"Authenticité"
fut le mot d'ordre de la chef costumière Ann Roth,
qui entreprit de longues recherches à travers livres,
peintures et photos d'époque. "Ann ne se contente
pas d'habiller les personnages, elle leur donne une identité",
commente Minghella.
Ann
Roth : "J'ai aspiré à un maximum de
vérité historique, et ce jusqu'aux dessous
féminins : porter le sous-vêtement approprié
aide l'actrice à trouver la démarche de
son personnage."
Renée Zellweger : "Tout ce que je porte dans
le film est un fidèle reflet de l'époque.
Et ce genre de dessous (impossibles à délacer
en moins de trente minutes !) affecte nécessairement
votre port. Nous étions très proches de
la réalité, on n'a pas triché en
utilisant, par exemple, des ceintures élastiques.
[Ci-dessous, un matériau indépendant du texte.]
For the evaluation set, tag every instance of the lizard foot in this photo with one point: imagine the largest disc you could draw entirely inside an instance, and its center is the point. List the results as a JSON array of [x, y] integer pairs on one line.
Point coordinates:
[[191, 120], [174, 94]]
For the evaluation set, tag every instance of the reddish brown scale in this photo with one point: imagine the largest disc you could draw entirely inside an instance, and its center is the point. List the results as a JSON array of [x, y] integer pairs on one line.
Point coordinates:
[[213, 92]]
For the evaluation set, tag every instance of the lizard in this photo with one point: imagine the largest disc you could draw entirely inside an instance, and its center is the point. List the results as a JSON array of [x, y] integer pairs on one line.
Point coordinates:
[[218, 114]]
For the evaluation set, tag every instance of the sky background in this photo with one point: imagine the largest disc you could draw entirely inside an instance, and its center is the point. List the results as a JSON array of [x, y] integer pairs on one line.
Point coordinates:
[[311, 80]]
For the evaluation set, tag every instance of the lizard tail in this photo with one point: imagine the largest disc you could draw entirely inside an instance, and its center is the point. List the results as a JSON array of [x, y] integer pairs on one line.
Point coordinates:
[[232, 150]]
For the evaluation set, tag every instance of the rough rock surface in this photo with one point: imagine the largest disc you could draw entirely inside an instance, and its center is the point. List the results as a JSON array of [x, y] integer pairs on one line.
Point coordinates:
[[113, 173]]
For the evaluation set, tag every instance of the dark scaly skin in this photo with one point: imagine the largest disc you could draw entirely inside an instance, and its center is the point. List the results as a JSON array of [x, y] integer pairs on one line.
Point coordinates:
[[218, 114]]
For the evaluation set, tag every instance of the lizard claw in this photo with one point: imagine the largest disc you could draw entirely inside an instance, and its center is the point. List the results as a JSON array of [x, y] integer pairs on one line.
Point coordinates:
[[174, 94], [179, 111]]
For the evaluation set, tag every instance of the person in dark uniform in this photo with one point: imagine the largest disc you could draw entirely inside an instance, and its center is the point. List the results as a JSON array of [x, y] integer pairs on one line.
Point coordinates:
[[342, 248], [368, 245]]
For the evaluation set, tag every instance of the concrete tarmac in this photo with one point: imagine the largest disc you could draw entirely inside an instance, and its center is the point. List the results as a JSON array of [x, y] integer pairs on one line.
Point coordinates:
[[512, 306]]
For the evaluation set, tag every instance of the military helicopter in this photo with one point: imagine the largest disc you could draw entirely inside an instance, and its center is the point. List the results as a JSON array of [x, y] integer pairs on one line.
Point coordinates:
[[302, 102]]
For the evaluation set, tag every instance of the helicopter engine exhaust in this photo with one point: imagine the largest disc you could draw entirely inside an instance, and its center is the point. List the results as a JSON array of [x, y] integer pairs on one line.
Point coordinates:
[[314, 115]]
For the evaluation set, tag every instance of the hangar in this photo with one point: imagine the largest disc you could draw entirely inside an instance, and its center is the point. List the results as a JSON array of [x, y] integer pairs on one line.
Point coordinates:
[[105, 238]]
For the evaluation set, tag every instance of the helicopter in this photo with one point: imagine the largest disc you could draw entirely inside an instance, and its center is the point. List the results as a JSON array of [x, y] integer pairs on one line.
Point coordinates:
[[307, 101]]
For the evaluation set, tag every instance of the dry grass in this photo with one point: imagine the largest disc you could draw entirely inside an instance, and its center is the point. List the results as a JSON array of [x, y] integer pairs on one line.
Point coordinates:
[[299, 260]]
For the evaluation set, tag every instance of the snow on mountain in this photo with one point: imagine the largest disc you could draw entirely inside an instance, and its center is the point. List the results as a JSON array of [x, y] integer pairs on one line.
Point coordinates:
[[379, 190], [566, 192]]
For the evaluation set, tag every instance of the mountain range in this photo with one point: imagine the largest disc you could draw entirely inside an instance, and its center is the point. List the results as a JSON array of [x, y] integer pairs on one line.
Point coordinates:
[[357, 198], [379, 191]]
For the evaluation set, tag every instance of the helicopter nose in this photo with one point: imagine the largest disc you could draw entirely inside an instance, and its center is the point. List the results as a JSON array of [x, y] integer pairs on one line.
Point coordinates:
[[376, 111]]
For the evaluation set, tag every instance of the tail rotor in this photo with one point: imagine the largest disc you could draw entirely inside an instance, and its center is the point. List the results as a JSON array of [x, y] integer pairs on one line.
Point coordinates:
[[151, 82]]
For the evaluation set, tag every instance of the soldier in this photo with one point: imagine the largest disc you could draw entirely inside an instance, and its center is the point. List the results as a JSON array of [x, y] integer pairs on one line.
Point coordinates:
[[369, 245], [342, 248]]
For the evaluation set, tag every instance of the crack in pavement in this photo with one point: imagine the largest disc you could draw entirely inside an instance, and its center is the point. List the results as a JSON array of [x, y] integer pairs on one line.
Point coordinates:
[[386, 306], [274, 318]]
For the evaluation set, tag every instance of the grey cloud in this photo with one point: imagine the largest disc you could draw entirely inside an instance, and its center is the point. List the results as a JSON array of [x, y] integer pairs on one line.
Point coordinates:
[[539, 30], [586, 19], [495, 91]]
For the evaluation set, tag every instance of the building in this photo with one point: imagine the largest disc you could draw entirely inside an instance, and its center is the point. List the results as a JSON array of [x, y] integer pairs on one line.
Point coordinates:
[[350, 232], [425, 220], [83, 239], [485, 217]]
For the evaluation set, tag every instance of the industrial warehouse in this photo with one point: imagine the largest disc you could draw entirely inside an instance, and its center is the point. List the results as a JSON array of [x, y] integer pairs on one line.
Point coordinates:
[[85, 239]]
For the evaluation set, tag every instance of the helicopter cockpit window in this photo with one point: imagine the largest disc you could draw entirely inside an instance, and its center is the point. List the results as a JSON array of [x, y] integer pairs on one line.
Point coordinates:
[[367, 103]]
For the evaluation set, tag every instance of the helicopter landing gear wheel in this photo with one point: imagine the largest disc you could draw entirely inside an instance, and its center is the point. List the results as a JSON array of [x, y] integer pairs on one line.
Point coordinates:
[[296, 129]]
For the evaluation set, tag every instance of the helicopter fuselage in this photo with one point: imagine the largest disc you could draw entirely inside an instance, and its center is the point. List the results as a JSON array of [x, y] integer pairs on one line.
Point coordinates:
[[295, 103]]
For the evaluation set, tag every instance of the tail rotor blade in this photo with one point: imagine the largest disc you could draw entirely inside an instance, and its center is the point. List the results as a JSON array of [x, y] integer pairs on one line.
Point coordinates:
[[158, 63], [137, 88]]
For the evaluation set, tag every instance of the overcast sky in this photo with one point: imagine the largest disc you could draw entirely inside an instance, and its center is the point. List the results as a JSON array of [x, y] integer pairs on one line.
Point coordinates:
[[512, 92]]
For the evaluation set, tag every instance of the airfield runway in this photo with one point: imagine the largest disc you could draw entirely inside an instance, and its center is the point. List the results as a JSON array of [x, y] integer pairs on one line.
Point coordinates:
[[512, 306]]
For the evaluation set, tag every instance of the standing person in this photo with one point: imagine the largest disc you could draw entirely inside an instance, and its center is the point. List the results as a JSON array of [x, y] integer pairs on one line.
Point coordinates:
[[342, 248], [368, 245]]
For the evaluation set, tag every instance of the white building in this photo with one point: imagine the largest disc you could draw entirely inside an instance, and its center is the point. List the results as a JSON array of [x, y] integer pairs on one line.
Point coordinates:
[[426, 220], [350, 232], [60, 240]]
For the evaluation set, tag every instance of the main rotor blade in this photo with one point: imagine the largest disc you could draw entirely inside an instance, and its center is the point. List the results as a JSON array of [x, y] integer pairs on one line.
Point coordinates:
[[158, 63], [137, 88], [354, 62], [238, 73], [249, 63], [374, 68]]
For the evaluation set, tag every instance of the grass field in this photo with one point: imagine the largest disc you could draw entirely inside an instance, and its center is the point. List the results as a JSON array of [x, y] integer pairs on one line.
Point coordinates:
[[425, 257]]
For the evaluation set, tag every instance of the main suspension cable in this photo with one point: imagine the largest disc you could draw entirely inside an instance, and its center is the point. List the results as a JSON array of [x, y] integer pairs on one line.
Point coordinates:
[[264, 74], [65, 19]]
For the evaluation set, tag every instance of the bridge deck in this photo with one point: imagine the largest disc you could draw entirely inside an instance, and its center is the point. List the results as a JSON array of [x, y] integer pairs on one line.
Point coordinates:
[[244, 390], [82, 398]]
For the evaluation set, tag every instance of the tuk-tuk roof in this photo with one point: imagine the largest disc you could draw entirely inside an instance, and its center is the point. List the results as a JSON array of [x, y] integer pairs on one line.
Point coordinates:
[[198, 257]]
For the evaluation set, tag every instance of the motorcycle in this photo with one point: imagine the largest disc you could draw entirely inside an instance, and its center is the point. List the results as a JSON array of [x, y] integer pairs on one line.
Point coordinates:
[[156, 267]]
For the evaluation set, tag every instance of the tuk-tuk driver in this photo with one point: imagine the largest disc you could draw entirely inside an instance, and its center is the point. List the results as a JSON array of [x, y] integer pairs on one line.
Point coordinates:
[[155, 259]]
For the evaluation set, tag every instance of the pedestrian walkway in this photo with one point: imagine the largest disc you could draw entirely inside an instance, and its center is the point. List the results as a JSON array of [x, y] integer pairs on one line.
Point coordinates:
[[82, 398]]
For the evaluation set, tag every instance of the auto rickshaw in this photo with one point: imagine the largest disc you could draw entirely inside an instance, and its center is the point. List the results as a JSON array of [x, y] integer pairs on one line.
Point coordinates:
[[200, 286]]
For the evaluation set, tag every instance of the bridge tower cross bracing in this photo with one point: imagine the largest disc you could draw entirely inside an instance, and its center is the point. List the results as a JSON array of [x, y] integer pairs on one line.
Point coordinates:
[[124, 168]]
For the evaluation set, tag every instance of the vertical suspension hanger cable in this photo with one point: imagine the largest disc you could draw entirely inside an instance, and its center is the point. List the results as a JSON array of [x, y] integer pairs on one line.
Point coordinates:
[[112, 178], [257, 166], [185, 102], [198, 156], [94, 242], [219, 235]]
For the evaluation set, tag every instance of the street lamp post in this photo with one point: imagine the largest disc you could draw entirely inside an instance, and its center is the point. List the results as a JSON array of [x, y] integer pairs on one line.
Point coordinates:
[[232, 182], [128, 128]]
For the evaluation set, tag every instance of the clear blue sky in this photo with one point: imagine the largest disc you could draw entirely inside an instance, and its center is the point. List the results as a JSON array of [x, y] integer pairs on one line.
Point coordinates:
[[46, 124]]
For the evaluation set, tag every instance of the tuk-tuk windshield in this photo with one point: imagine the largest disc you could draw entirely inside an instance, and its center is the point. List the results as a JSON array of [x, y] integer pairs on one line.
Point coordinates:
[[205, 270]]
Et j'ai vite compris que toute notion de confort –
vestimentaire ou autre – était étrangère
à des femmes comme Ruby."
L'austère simplicité des tenues de Ruby
contraste avec la diversité et la sophistication
des toilettes d'Ada. Les amples robes de soie et de satin
que celle-ci arbore dans les premières scènes
sont toutes des créations originales d'Ann Roth,
conçues en étroite collaboration avec Nicole
Kidman et Minghella. Par la suite, après la mort
de son père et la disparition d'Inman, la garde-robe
d'Ada se dégradera sensiblement, reflétant
sa chute dans la misère et sa perte graduelle d'identité.
Les costumes d'Inman sont, pour diverses raisons, les
plus basiques du film.
Ann Roth : "Étant constamment par monts et
par vaux, il n'a guère l'occasion de se changer
! Mais l'idée était, surtout, de donner
du poids au personnage, de révéler son héroïsme
et son fond de mélancolie à travers des
parures traditionnelles et dépouillées à
l'extrême : une veste, une chemise, des pantalons
et un chapeau noirs reflétant la force "primale"
inflexible, d'Inman."
Pour dessiner les uniformes des combattants, Ann Roth
fit appel à Don Troiani, un des plus grands spécialistes
des uniformes et accessoires de la guerre de Sécession.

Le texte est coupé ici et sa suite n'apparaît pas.